ありゃりゃ、ちょっと字数が多すぎますね。
それでは、削減してこうしました。
『5日9時までは中心気圧降下量が小さいが、その後トラフが低気圧の西側に接近して気圧降下量が大きく急速に発達する。』(55字)

模範解答はこうです。
『5日9時まではトラフとの距離が遠く、発達は穏やかだが、5月9日以降はトラフの接近に伴い急速に発達する。』(51字)

なるほど、『中心気圧降下量が小さい』を『発達は穏やか』と短縮したんだな。
『5月9日以降は』を『その後』としたのは、わたしの方がGoodだな。

これだけの文字数を全く同じに表現できるはずがないので、表現したい内容同じだし、意味も通るのでこれで良いのではないでしょうか。

④強風軸解析

500hPa面の強風軸の解析とくれば、渦度ゼロ線を参照します。

5日21時の解析図がこちら。

青い矢印の線が、強風軸だろうと推定される渦度ゼロ線です。
まず確認しておくことは、低気圧中心の位置は強風軸の『北側』ですね。

さて、この線を挟んで、5520mと5460mの2本の等高度線がありますが、どちらに近いか?
指定されている関東の南東海上付近では、ちょうど真中付近を矢印が通っています。

12時間前の5日9時の様子を見てみましょう。

この図では、5520mと一致していますね。

ということは、強風軸は『5520m』の等高度線に沿って流れていると見るべきのようです。

⑤閉塞過程

与えられた条件として、図4を見てみましょう。

前線解析の目安として、『等相当温位線集中帯の南縁付近』が第一優先ですが、それが与えられていない場合は、等温線集中帯の南縁付近に注目します。

寒冷前線は、『6℃』の等温線に沿うものと判断できます。
上昇流域と下降流域の境界なので、寒冷前線の状況と矛盾しませんから、まず間違いないでしょう。

温暖前線は、低気圧中心から東に走る3℃の等温線が合致します。

閉塞過程に入った温帯低気圧の閉塞点付近を強風軸が通リます。

強風軸と寒冷前線を延長すると、紫の円で示した辺りで温暖前線で一致しますから、この点を閉塞点と見ることが出来ます。

『北緯34°』『東経148°』としました。
模範解答では『北緯33°』になっていますが、許容範囲だと思います。
これで減点されたら仕方ありませんね。

念のために、地上天気図で確認をしておきます。

温暖前線は、等圧線の湾曲部と一致しているのでこれで良いでしょう。
(厳密に見るともう少し南にずれるのかなぁ。
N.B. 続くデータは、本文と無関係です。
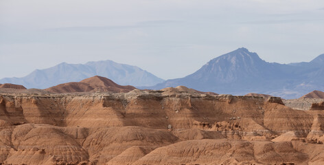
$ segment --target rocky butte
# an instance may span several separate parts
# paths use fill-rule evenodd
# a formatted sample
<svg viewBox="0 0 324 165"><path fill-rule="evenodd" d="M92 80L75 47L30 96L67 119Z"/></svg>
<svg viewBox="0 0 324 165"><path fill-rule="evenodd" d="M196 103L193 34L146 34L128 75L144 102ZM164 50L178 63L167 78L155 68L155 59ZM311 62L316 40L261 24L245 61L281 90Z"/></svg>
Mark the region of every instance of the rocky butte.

そしたら北緯33°になるかなぁ?)

寒冷前線は、降水域と概ね一致しており降水極大域を通っているのでまちがいありません。

第51回気象予報士試験 実技2 問2(2)

①低気圧の中心位置と気圧

5日9時の地上天気図を見てみましょう。

問題の低気圧は島根沖にありますから、このL思いますの字の中央の緯度、軽度を読み取れば良いのです。

ここの北緯と東経は、あまり悩まずに読み取れました。
『北緯36°』『東経133°』ですね。

この点の気圧を読み取るのですが、1016hPaと1012hPaの中央に単純に1014hPaのラインを想定すると、上図のグリーンのラインになります。
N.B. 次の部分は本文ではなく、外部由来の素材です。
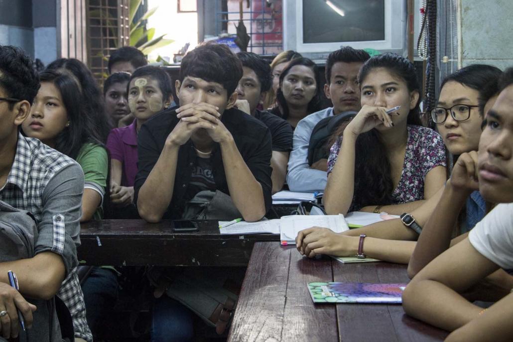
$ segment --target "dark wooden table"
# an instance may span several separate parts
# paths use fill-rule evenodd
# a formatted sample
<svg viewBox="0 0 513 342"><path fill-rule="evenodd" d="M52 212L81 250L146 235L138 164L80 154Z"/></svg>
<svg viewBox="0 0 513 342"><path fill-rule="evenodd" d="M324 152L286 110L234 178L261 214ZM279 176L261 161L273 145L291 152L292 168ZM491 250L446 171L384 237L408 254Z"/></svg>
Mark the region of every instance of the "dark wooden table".
<svg viewBox="0 0 513 342"><path fill-rule="evenodd" d="M246 266L255 242L280 240L272 234L221 235L217 221L198 223L198 232L176 233L171 220L91 221L81 225L78 260L96 266Z"/></svg>
<svg viewBox="0 0 513 342"><path fill-rule="evenodd" d="M229 341L440 341L447 333L409 317L401 305L317 304L312 281L407 283L405 265L342 264L303 258L293 247L255 244Z"/></svg>

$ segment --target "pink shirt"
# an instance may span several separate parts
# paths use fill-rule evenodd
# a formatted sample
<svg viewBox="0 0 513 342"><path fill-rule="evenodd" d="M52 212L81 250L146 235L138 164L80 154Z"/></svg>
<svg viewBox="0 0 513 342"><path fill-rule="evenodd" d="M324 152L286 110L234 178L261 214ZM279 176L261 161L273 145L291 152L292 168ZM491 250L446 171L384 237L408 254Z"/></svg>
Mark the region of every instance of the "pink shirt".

しかし、山陰沖のLが低気圧であることを考慮するとこんなラインになるかもしれません。

何の情報もない想像ですが、こんな気圧配置の可能性もあるということです。

通常なら1016hPaと解答するところですが、2hPa単位と指定されているので『1014hPa』が妥当だと思います。
センターの模範解答では『1016hPa』も正解にしています。

②相当温位分布の特徴

こんな分布をどう表現すかですね。

低気圧周辺は高相当温位で囲まれています。
その結果、低気圧中心は相当温位が高い領域ですね
等相当温位線が北に凸の形になっています。

こんなところでしょうか。
ポイントは、低気圧付近の相当温位が高いことかと思います。

25字ですから、あまり込み入ったことは書けません。
『相当温位が高い領域が低気圧中心を取り囲んでいる。』(24字)

模範解答は
『低気圧の中心付近は相当温位が相対的に高い。』(21字)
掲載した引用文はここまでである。